O presidente da Assembleia Legislativa do Estado do Ceará (Alece), Romeu Aldigueri (PSB), disse que “com certeza” o senador Cid Gomes (PSB) estará na chapa majoritária de apoio à tentativa de reeleição do governador Elmano de Freitas (PT). Questionado se o PSB está animado para a possibilidade de Cid tentar novo mandato no Senado, Aldigueri afirmou que o parlamentar pode ir para a disputa “seja para o Senado ou como vice”.
Cid, desde o ano passado, vem afirmando que o PSB, caso tenha um espaço para as candidaturas governistas ao Senado, colocará o nome do deputado federal Júnior Mano na disputa. Parlamentares e filiados ao partido, no entanto, defendem que o senador seja candidato.

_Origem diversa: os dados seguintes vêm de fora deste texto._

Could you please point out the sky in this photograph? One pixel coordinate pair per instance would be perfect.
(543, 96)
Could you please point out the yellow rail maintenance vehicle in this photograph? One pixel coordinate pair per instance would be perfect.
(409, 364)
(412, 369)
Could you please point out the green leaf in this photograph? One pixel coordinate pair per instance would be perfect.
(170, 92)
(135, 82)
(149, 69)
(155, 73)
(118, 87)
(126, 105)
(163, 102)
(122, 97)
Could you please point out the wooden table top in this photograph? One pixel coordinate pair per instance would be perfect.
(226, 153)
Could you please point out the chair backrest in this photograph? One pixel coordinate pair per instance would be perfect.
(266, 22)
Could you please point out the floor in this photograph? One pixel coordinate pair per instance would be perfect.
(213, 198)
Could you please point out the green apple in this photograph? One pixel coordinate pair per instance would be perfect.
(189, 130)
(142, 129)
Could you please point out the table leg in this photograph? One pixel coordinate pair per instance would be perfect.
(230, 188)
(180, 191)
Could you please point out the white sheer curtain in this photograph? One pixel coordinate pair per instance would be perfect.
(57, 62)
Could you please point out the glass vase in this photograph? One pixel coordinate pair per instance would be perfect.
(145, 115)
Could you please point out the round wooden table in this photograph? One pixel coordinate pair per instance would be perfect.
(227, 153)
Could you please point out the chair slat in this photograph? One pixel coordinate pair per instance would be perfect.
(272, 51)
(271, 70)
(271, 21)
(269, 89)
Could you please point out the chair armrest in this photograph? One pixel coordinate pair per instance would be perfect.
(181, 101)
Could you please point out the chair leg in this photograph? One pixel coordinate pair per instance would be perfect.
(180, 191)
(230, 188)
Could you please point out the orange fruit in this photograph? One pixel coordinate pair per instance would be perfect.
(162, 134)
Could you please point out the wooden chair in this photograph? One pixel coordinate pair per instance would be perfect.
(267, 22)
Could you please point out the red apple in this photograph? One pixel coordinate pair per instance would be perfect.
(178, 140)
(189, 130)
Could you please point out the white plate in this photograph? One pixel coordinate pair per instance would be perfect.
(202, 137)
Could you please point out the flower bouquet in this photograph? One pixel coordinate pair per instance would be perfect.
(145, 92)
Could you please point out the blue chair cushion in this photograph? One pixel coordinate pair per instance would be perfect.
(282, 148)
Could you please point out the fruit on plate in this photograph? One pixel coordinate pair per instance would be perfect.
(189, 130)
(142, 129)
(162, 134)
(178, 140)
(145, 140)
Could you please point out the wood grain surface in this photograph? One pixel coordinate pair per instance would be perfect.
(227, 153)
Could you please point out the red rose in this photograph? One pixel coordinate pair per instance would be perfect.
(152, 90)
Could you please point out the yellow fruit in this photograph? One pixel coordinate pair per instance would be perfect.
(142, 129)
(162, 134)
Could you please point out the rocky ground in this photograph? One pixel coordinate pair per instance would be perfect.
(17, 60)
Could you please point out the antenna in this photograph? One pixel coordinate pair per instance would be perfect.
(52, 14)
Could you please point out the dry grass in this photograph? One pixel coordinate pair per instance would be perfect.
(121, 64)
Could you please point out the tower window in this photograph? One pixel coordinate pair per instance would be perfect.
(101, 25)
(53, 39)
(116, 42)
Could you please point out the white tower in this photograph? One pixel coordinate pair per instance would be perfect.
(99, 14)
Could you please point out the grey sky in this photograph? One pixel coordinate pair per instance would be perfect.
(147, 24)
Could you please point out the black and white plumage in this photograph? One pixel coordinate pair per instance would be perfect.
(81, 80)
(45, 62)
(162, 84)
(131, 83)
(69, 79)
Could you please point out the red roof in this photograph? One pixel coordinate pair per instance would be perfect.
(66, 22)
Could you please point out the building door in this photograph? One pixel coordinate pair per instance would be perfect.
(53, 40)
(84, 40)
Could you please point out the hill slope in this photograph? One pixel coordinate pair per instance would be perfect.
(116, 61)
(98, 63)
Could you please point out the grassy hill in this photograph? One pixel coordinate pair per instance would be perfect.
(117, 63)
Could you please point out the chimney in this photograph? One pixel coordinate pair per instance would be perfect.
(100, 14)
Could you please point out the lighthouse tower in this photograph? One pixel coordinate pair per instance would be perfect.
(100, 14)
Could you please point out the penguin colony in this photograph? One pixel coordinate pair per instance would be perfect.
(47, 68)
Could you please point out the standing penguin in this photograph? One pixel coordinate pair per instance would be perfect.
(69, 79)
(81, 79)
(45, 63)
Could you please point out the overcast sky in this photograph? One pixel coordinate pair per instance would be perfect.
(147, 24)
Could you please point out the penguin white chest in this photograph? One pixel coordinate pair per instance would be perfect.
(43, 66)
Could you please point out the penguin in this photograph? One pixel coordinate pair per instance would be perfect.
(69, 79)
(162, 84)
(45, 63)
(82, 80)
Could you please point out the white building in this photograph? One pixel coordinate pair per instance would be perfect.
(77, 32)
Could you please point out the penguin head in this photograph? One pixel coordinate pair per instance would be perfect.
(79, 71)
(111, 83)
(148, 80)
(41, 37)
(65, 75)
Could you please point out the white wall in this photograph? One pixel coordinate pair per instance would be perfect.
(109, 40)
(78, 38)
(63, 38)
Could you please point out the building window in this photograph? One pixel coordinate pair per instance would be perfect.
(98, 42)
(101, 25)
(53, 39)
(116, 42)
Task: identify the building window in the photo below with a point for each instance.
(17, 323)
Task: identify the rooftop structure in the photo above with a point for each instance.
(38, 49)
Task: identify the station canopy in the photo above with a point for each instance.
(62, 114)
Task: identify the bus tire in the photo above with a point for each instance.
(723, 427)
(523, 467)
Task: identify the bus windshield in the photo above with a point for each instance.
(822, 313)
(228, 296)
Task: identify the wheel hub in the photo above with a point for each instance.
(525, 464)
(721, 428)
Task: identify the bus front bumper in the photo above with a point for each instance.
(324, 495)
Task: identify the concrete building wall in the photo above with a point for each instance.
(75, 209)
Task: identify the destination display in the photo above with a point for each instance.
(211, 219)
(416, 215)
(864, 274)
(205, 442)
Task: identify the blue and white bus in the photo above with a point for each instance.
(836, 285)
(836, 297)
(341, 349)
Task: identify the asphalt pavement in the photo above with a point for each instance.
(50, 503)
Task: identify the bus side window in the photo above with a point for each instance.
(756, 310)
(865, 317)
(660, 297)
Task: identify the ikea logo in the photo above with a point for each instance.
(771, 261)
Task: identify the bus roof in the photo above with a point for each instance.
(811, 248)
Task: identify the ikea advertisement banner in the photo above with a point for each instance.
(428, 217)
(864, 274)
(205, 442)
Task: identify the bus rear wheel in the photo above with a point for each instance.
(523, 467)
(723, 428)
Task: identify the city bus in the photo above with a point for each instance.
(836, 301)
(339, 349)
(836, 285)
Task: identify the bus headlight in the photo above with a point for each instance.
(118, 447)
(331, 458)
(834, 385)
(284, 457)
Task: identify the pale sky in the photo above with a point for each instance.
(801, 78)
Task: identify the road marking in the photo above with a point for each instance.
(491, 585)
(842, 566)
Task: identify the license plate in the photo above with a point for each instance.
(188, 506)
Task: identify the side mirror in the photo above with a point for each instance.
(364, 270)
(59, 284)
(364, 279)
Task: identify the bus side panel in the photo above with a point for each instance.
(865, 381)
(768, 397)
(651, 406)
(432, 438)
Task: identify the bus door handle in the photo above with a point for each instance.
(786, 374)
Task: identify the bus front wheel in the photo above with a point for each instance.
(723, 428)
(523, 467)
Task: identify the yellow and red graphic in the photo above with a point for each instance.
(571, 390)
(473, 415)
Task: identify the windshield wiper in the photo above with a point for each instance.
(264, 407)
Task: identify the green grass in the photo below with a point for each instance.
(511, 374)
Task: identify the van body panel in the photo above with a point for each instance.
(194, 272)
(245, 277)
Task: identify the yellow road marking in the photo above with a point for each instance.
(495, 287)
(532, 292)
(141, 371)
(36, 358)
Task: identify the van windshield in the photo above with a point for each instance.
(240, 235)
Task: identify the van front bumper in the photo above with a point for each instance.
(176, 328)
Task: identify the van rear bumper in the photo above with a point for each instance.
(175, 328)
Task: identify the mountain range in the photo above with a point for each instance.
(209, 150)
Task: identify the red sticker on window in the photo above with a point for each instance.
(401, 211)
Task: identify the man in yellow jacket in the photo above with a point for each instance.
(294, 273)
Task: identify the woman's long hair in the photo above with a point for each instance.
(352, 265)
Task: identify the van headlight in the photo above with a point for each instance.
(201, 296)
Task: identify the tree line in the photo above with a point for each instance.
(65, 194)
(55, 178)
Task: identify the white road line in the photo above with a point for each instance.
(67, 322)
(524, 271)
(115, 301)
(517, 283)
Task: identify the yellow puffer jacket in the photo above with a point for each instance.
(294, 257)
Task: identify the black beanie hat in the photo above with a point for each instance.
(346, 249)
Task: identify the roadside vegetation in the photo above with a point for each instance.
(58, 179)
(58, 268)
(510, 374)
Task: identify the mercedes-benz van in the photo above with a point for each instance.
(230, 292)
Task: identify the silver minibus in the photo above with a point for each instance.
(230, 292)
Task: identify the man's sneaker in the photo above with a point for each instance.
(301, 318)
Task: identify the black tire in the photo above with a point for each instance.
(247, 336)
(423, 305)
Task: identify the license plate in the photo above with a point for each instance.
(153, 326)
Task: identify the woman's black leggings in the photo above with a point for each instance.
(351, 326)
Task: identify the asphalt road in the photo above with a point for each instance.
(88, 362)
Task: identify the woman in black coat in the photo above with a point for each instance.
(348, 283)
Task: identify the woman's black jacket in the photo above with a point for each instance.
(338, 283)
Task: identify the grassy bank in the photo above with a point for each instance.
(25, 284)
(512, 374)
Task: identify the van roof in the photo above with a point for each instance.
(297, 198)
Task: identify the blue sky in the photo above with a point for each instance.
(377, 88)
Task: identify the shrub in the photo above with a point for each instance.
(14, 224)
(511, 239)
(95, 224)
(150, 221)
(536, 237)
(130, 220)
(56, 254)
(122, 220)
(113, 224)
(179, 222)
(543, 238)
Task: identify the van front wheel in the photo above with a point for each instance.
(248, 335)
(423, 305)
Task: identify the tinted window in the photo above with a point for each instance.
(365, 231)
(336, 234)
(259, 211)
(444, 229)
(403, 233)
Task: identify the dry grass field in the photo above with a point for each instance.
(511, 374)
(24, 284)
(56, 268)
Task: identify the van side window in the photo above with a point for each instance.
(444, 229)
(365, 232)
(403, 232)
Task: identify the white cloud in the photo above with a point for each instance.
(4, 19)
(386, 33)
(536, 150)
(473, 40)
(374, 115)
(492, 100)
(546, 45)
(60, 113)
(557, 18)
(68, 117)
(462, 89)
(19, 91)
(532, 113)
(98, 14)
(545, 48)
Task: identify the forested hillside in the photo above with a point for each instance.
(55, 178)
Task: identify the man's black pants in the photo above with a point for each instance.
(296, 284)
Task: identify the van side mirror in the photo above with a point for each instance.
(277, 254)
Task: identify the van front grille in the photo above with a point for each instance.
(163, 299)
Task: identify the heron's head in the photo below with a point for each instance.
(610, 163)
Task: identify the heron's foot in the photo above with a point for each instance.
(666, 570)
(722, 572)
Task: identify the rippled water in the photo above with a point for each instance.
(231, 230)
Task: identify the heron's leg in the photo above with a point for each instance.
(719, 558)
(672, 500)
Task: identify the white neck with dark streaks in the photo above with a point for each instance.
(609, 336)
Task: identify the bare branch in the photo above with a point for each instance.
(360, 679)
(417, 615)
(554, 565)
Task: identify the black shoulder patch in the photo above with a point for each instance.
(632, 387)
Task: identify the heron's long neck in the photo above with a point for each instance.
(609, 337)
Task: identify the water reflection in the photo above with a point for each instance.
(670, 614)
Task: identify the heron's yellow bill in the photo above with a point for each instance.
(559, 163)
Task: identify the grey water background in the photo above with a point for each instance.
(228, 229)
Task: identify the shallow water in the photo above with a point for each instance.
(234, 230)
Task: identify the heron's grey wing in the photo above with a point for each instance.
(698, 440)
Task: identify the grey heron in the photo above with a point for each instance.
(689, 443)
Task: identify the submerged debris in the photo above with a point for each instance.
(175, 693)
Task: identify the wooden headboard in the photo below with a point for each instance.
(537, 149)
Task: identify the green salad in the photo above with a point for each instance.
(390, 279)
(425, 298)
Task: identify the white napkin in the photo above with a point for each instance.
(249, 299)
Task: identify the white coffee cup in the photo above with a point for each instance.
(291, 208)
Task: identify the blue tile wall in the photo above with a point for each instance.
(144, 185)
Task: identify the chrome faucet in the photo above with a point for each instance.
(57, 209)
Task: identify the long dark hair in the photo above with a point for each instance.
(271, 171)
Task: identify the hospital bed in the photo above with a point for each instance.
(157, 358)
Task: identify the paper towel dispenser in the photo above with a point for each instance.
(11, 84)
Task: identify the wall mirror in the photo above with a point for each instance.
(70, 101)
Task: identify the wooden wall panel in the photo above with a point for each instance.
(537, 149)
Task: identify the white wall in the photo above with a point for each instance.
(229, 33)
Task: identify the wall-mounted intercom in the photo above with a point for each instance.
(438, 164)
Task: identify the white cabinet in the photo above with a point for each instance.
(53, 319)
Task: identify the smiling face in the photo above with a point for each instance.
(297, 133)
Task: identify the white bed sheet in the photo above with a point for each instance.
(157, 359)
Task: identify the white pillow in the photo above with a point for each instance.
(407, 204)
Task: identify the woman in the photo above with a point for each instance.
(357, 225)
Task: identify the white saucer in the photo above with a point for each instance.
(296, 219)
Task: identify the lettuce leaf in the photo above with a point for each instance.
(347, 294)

Na última segunda-feira (20), Cid falou pela primeira vez sobre a possibilidade de concorrer à reeleição ao Senado. O parlamentar falava sobre o seu desejo de seu irmão Ciro Gomes (PSDB) concorrer à Presidência, quando questionou se o ex-ministro, se candidato ao Governo do Ceará pela oposição, apoiaria outro nome ao Senado que não fosse o dele.
Durante coletiva na Alece, Aldigueri elogiou Cid e disse que o líder político faz política com “P maiúsculo” e “todo dia”.
“Cid não precisa estar em cargo público para fazer política, mas todos nós queremos, a população do Ceará quer, e tenho certeza de que o senador Cid estará na chapa majoritária”, disse.
Caso esteja como candidato na majoritária, o senador integrará uma candidatura à qual seu irmão Ciro, que pode ser candidato ao Governo do Estado, será oposição. Cid já afirmou que seria um “constrangimento” votar contra Ciro, mas reafirma o apoio a Elmano, com o qual ele diz ter compromisso.
Aldigueri subiu o tom contra ex-aliados de Cid Gomes, que criticam o senador por uma suposta traição a seu grupo político. “Cid é um estadista. Foi ele quem iniciou esse projeto e está do mesmo lado que sempre esteve”, disse o presidente da Alece.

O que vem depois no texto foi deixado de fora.